Dunning - Replicability-Index

“These responses to our work have also furnished us moments of delicious irony, in that each critique makes the basic claim that our account of the data displays an incompetence that we somehow were ignorant of.” (Dunning, 2011, p. 247).

In 1999, Kruger and Dunning published an influential article. With 2258 citations in WebofScience it ranks #28 in citations for articles in the Journal of Personality and Social Psychology. The main contributions of the article were (a) to demonstrate that overestimation of performance is not equally distributed across different levels of performance, and (b) to provide a theory that explain why low-performers are especially prone to overestimate their performance. The finding that low-performers overestimate their performance, while high-performers are more accurate or even underestimate their performance has been dubbed the Dunning-Kruger effect (DKE). It is one of the few effects in social psychology that is named in honor of the researchers who discovered it.

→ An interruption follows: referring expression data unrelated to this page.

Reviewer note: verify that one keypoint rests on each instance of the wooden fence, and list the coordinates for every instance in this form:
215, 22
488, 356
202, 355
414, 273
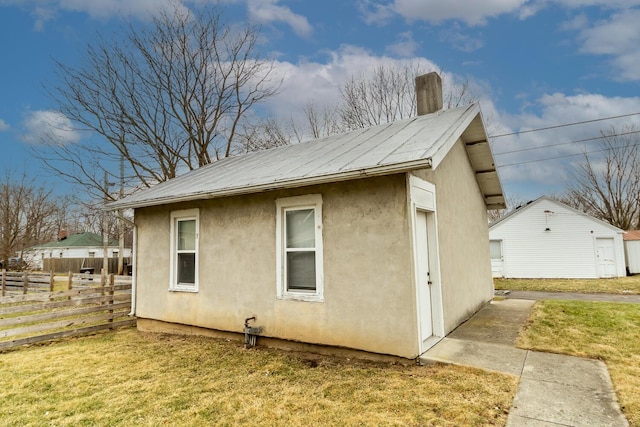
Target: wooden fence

The effect is robust and has been replicated in hundreds of studies (Khalid, 2016; Pennycook et al., 2017). Interestingly, it can even be observed with judgments about physical attributes like attractiveness (Greitemeyer, 2020).

While there is general consensus that the DKE is a robust phenomenon, researchers disagree about the explanation for the DKE. Kruger and Dunning (1999) proposed a meta-cognitive theory. Accordingly, individuals have no introspective access to their shortcomings. For example, a student who picked one answer from a set of options in a multiple-choice test thinks that they picked the most reasonable option. After all, they would have picked a different option if they had considered another option as more reasonable. Students only become aware that they picked the wrong option when they are given feedback about their performance. As a result, they are overly confident that they picked the right answer before they are given feedback. This mistake will occur more frequently for low-performers than for high performers. It can not occur for students who ace their exam (i.e, get all answers correct). The only mistake top-performers could make is to doubt their right answers and underestimate their performance. Thus, lack of insight into mistakes coupled with a high frequency of mistakes leads to higher overconfidence among low-performers.

In contrast, critiques of the meta-cognitive theory have argued that DKE is a statistical necessity. As long as individuals are not perfectly aware of their actual performance, low-performers are bound to overestimate their performance and high-performers are bound to underestimate their performance (Ackermann et al., 2002; Gignac & Zajenkowski, 2020; Krueger & Mueller, 2002). This account has been called regression to the mean. Unfortunately, this label has produced a lot of confusion because the statistical phenomenon of regression to the mean is poorly understood by many psychologists.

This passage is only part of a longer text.